Both parties reached this point for understandable reasons, but the result is unsatisfactory. If I had a choice I’d pick Buttigieg against Nikki Haley. Two relatively young candidates who can articulate striking differences in vision, but do so without unnecessary vitriol. I may be a Democrat, but I want a healthy GOP that pushes for smaller government, lower taxes and more personal freedom. I may not vote for them, but I want them to keep my guys honest and hold them accountable. I would love to see a Republican Party that actually made my general election choices hard. But I will never, ever mark a ballot for anybody in the Party of Trump.

My over-riding concern is that this contest will further erode Americans’ — especially young Americans’ — confidence in our system. I’m already hoping for better choices in 2028.


Published by dave cieslewicz

Madison/Upper Peninsula based writer. Mayor of Madison, WI from 2003 to 2011.

7 thoughts on “I’d Rather Have Buttigieg V. Haley

  1. Unfortunately, VERY unfortunately, I’m not sure enough Americans would be “ready” for an openly gay politician to be President. If people in the leadership of the Democratic Party really thought so, I think there would have been some real buzz for Tammy Baldwin as Biden’s VP choice in 2020. Female, very popular, progressive yet practical, from an all-important swing state.


    1. I have a little more optimism about that, Brad. I think Buttigieg is the best political communicator of his generation, in a league with Bill Clinton (anti-war protestor) and Barack Obama (Black guy). Tammy has never wanted to be an executive. She has often said that she sees herself as a legislator.


  2. That we can get anyone to do the work is amazing to me. We struggle with decent candidates for lots of public work. Recent Supreme Court race is a good example. You know who I wish would run on the GOP side: Liz Cheney. Am I the only one? We need that brand of steadfast courage and morality.

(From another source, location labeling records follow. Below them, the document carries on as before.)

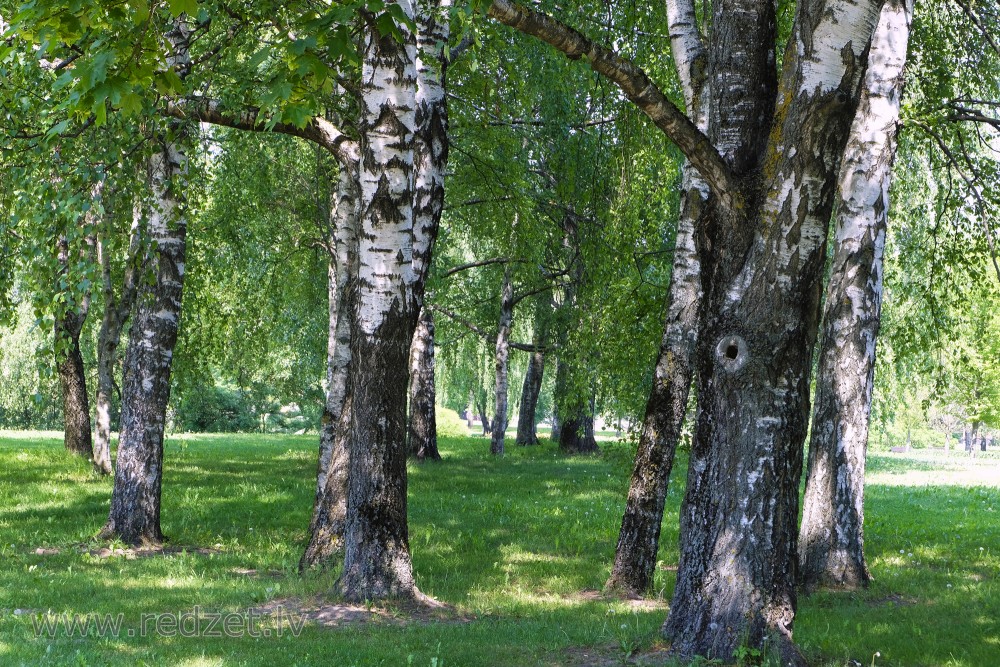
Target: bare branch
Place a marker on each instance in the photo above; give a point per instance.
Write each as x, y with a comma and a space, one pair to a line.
634, 82
318, 130
524, 347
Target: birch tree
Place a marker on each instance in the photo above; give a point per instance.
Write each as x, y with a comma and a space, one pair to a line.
135, 501
770, 159
831, 543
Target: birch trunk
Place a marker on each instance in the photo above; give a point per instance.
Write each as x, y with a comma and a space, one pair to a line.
831, 536
501, 358
77, 436
762, 268
135, 501
576, 435
423, 425
532, 388
377, 561
116, 313
326, 529
639, 538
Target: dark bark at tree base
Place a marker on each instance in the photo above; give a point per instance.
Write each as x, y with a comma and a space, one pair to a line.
134, 517
326, 529
577, 436
377, 562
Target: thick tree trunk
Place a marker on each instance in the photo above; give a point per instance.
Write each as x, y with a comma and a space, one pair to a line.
384, 309
326, 529
762, 268
639, 537
116, 313
77, 436
831, 536
423, 424
532, 388
501, 358
135, 502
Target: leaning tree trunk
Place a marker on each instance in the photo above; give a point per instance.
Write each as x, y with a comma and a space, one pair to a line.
77, 435
501, 358
639, 537
116, 313
831, 536
326, 529
771, 159
377, 561
532, 388
135, 502
422, 436
762, 268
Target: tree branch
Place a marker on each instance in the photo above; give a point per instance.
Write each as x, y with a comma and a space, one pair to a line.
524, 347
318, 130
485, 262
634, 82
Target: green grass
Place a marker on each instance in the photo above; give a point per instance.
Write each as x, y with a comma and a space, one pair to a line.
511, 543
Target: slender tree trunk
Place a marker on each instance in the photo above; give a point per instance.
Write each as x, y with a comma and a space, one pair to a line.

  3. Once again, I agree with everything in this post. Polls clearly show that most Democrats don’t want Biden to run again but he doesn’t seem to care about that. Even though there’s no shame in retirement at age 82, when more than half his American male peers are already dead, he doesn’t want to take one for the team. Power seems to do that to a politician. The sad thing is, it’s going to be pretty hard to justify a vote for the old dude and he’ll deserve to lose, unless it’s against Trump, in which case he could eke it out. Another cabinet member who could be a good choice is Commerce Secretary Gina Raimondo, our party’s mirror of Nikki Haley. She’s smart, articulate, pragmatic, a left-centrist, and scandal-free. Most importantly, she’s a whipper-snapper compared to Joe.
    All we can realistically do is hope that Biden comes to his senses and pulls an LBJ, who bowed out in the spring of his re-election year before the inevitable sh*t hit the fan. Of course, Nixon won that year and it didn’t turn out so great for the country but…


  4. Last election Buttigieg was doing just fine before S. Carolina. Would Black Democrats vote for him this time? What changed? Who would they vote for?

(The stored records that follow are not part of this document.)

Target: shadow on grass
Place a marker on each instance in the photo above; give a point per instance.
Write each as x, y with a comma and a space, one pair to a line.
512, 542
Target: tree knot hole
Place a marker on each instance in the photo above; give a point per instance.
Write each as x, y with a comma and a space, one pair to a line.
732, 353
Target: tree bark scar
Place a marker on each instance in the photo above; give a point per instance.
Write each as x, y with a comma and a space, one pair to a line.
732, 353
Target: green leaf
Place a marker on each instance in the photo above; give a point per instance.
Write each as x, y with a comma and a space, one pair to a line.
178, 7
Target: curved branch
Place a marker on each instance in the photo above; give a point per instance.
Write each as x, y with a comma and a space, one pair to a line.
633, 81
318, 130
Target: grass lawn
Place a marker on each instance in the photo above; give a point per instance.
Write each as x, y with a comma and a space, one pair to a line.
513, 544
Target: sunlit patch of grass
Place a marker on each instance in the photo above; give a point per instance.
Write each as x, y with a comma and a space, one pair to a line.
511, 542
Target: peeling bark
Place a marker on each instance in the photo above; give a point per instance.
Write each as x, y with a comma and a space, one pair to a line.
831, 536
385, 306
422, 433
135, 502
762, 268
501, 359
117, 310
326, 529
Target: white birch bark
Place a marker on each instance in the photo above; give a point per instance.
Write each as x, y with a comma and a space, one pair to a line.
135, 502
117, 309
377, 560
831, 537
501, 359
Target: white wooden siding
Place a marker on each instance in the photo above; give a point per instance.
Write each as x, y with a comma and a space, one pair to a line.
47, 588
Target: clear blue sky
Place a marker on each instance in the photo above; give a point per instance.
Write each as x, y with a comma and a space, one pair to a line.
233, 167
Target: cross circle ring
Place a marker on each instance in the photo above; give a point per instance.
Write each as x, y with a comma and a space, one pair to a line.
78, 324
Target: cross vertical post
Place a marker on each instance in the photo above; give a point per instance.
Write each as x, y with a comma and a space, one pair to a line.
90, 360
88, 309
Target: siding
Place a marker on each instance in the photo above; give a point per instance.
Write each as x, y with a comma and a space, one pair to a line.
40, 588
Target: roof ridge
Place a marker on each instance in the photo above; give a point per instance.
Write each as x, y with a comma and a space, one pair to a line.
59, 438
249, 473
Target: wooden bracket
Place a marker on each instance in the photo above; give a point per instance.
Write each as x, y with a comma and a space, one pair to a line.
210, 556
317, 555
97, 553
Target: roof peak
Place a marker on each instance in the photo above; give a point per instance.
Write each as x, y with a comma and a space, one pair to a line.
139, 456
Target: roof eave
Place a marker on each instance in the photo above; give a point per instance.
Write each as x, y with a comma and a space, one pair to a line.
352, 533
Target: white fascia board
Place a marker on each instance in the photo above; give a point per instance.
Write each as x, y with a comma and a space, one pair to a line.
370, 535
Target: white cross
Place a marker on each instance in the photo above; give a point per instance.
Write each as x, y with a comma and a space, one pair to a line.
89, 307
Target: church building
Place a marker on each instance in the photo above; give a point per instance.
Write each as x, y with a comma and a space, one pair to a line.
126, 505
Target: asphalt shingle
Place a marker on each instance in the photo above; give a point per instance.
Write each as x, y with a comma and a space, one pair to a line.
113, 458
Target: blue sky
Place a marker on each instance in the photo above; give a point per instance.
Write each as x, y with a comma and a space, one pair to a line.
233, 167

    I admit I dislike electability questions. They remind me of supposedly safe investments that lost money. Buttigieg follows the Democratic party’s tradition of electing really smart, reasonable, capable presidents: Clinton, Obama, Biden. I like that.

    I agree that Biden turned out to be a way better president than anyone anticipated. Oh, I guess you didn’t actually say that. Well, I’ll say it. He had to deal with Covid, Trump, the temporary takeover of Congress, a land war in Europe, and still managed to make progress on climate change. The economy has made a remarkable recovery although the deficit and inflation are concerning. An impressive record.


  5. Democratic candidate: RJK Jr. Genuinely courageous, intelligent, well-informed. Impeccable family history.

    I am really tired of soaring oratory while acting like a neo-con puppet.